Casi todos los autores de la Nueva Figuración eran autodidactas. Cursaban estudios universitarios (Cobo, filosofía; Pérez Villalta, arquitectura; Alcolea, derecho) que poco a poco abandonaron para dedicarse a la pintura. Una pintura en la que era decisiva la sensualidad del color. A través de él, exploraron la tradición artística pero uniéndola a la cultura del momento: el cine, el rock, la psicodelia. Trataban además la tradición con una voluntad ecléctica rayana en el descaro: abandonaban caminos trillados pero retenían fragmentos que les interesaban y los trataban con una libertad que muchos tacharon de irrespetuosa.
Es fácil detectar en los dibujos iniciales de Chema Cobo algunas de esas características aunque con dos notas muy personales: la referencia a Picasso y el valor concedido al texto. Valor que a mi juicio echa raíces en un venerable suelo de la cultura española, el conceptismo. Porque más que oponer el texto a la figura, como hizo Magritte, o situarlo como juego lingüístico (al estilo de Duchamp), Chema Cobo hace que texto e imagen cabalguen juntos y formen dos aforismos (verbal y figural) que marchan en paralelo.
En estos primeros dibujos aparecen además preocupaciones que van a tener futuro. Una de ellas, la pregunta por el trabajo del arte: la gratuidad del hallazgo artístico, el riesgo que encierra la obra, el temor, siempre acuciante, a estar cuzando la frontera de la seducción. De ahí que el pintor sea un fabricante ¿de ficciones o de fingimientos?, un hipnotizador o un impulsor del carnaval, aunque ¿cultiva así la mala fe o potencia la fantasía?

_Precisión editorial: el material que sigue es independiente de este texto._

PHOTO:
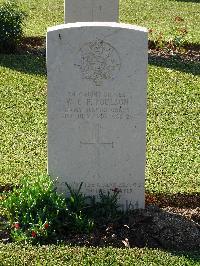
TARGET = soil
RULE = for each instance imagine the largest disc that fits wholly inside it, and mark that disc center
(172, 223)
(168, 221)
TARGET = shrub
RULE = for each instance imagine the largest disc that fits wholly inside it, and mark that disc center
(34, 211)
(11, 20)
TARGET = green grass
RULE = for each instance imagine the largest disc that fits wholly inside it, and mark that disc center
(173, 155)
(22, 116)
(172, 125)
(12, 254)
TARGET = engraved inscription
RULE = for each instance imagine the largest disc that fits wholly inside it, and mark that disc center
(98, 61)
(98, 105)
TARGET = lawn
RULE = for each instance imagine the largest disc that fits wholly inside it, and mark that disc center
(173, 154)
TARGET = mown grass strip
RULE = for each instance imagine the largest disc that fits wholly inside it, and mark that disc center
(12, 254)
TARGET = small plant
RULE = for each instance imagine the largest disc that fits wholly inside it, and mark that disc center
(107, 207)
(11, 20)
(34, 211)
(79, 220)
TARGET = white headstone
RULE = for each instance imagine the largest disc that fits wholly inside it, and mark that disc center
(91, 10)
(97, 108)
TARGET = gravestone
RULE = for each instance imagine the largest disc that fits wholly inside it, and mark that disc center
(97, 108)
(91, 10)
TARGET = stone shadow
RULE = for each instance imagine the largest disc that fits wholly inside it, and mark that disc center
(26, 63)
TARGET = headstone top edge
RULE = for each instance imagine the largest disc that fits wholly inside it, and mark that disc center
(97, 24)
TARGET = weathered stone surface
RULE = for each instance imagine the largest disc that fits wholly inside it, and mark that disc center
(97, 108)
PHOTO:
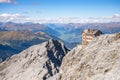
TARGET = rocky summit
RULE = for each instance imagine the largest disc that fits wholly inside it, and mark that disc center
(38, 62)
(99, 60)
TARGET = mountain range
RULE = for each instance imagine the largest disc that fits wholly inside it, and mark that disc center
(38, 62)
(13, 42)
(69, 32)
(99, 60)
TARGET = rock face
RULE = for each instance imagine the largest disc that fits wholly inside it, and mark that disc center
(38, 62)
(99, 60)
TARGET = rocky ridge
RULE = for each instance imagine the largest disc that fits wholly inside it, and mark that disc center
(38, 62)
(99, 60)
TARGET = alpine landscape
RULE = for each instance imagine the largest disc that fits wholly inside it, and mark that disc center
(59, 40)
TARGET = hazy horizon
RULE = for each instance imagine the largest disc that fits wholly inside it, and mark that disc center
(60, 11)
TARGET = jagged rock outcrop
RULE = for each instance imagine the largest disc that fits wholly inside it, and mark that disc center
(38, 62)
(99, 60)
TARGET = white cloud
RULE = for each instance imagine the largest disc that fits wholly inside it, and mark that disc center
(21, 19)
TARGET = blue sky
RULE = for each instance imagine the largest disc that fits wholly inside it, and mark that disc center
(60, 8)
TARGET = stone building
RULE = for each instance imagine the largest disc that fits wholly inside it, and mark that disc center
(88, 35)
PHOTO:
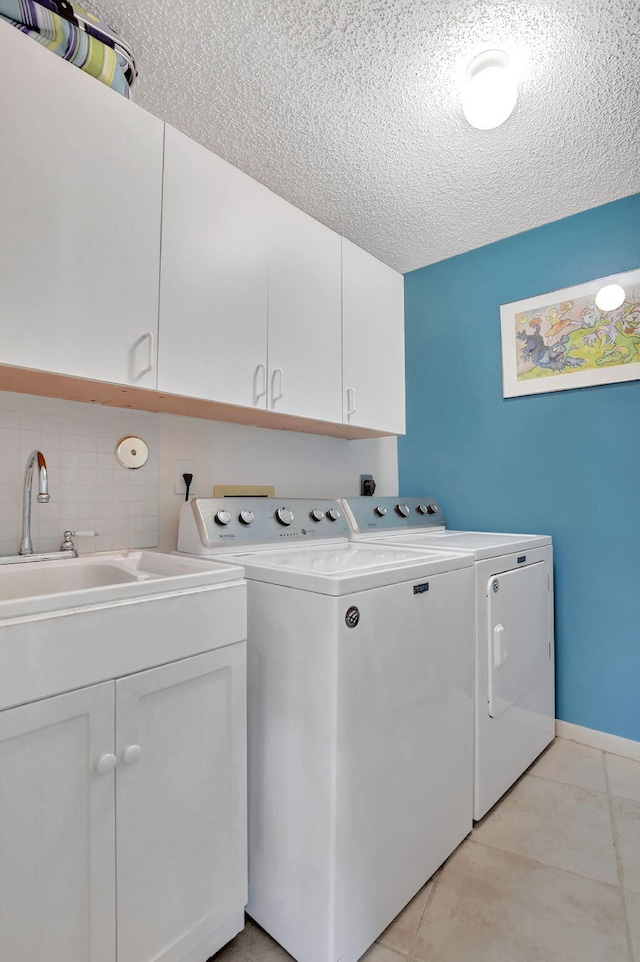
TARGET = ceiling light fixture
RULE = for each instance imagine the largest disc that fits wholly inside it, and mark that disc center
(610, 297)
(490, 93)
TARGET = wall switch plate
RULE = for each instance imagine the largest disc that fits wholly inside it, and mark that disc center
(184, 467)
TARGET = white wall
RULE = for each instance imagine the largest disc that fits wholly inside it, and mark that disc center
(89, 489)
(298, 465)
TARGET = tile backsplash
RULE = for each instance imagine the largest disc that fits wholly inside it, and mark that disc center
(89, 489)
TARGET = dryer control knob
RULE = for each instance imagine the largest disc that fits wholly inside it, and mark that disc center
(284, 516)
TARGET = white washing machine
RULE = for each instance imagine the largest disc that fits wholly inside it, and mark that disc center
(360, 693)
(514, 651)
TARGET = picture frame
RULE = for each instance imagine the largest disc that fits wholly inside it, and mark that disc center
(562, 340)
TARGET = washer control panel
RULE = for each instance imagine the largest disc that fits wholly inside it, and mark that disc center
(392, 514)
(208, 524)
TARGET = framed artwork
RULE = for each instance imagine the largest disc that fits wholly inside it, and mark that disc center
(563, 340)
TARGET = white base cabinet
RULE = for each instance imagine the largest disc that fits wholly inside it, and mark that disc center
(155, 813)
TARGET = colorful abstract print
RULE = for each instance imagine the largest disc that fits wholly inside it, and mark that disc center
(576, 335)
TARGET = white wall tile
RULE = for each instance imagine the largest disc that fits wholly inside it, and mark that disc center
(89, 490)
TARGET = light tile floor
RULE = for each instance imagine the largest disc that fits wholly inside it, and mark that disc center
(551, 874)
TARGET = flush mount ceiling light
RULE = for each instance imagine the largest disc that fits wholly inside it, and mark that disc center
(490, 93)
(610, 297)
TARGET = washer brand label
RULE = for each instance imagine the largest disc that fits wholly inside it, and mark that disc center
(352, 616)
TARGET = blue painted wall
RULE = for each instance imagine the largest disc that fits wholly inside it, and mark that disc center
(565, 463)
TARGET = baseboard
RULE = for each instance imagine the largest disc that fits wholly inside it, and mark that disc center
(626, 747)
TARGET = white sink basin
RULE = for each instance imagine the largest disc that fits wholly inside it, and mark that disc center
(37, 587)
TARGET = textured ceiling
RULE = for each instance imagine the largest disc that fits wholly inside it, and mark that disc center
(350, 109)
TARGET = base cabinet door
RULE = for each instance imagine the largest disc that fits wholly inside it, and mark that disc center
(372, 342)
(81, 174)
(181, 804)
(57, 829)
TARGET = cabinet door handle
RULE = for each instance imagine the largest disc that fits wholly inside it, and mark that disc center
(147, 336)
(277, 373)
(106, 764)
(257, 394)
(351, 401)
(131, 754)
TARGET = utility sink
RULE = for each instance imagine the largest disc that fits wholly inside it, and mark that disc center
(38, 587)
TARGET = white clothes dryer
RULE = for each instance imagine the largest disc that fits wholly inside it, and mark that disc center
(360, 716)
(514, 648)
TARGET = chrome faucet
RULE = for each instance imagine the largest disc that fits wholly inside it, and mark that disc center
(26, 546)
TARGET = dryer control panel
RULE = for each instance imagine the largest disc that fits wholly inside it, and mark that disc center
(209, 525)
(392, 515)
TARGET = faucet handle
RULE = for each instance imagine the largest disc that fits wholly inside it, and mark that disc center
(67, 543)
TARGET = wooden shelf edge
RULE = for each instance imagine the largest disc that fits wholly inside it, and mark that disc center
(20, 380)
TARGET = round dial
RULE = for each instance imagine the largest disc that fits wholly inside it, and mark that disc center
(284, 516)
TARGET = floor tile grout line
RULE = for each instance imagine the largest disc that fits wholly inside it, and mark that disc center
(618, 857)
(540, 861)
(435, 879)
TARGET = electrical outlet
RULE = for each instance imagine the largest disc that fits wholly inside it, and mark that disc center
(184, 467)
(367, 484)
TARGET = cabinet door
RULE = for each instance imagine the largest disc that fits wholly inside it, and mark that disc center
(213, 289)
(81, 170)
(305, 326)
(181, 805)
(57, 841)
(373, 342)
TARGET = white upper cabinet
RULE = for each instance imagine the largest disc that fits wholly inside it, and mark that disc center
(305, 325)
(372, 342)
(81, 174)
(213, 287)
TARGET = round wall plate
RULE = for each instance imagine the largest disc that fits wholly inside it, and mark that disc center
(132, 452)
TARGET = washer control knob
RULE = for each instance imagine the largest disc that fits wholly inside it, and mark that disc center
(284, 516)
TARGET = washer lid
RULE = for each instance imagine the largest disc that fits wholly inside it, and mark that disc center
(345, 567)
(483, 544)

En todo caso, el pintor no sólo vive en esas sombras: también tiene la virtud del hallazgo (Ojo despierto), la capacidad de fabricar el azar o la doble condición que encierra la ambigüedad del término truffatore; atrevido saltador (de trampolín) o submarinista, explorador de aguas profundas. Hay algo que reiteran casi todas esas piezas: la metáfora del espacio pictórico. Puede ser un rectángulo vacío que fija (¿o inmoviliza?) la figura, una masa de agua en la que hay que zambullirse, unas figuras colocadas en un espacio distinto al del estudio o un cuadro del que, como en Velázquez, sólo vemos el dorso mientras el pintor ¿lo enseña a alguien o es él quien se desdobla como espectador?
Estos temas, ya lo he dicho, se reiteran: así, en Mascarada (1982), El arte maquilla nuestras mentes (1992) o los frecuentes juegos de espejos (2015). Pero aparecen –más que temas– otras preguntas: por qué el poder económico condena al desamparo a un continente (Mapping Nobodaddy's Land), mientras el político cae en la trampa de la visibilidad o supone la credulidad de los representados (Cuando dicen pueblo, quieren decir creyentes). Pero la pregunta más potente es la que cuestiona la identidad: Sueños públicos, pesadillas privadas (1990) es sobradamente expresivo. Ahí aparece el joker que es irónico por ser descreído y es descreído porque, al ser comodín, carece de identidad fija y puede revestir todas sin atarse a ninguna. Cobo mantiene así su filo crítico. La madurez del dibujo no le ha quitado el vigor cáustico. Sus imágenes no son figurativos sino figurales, porque eluden los significados al uso, y mientras sus palabras anteponen a la precisión la capacidad de punzar la fantasía.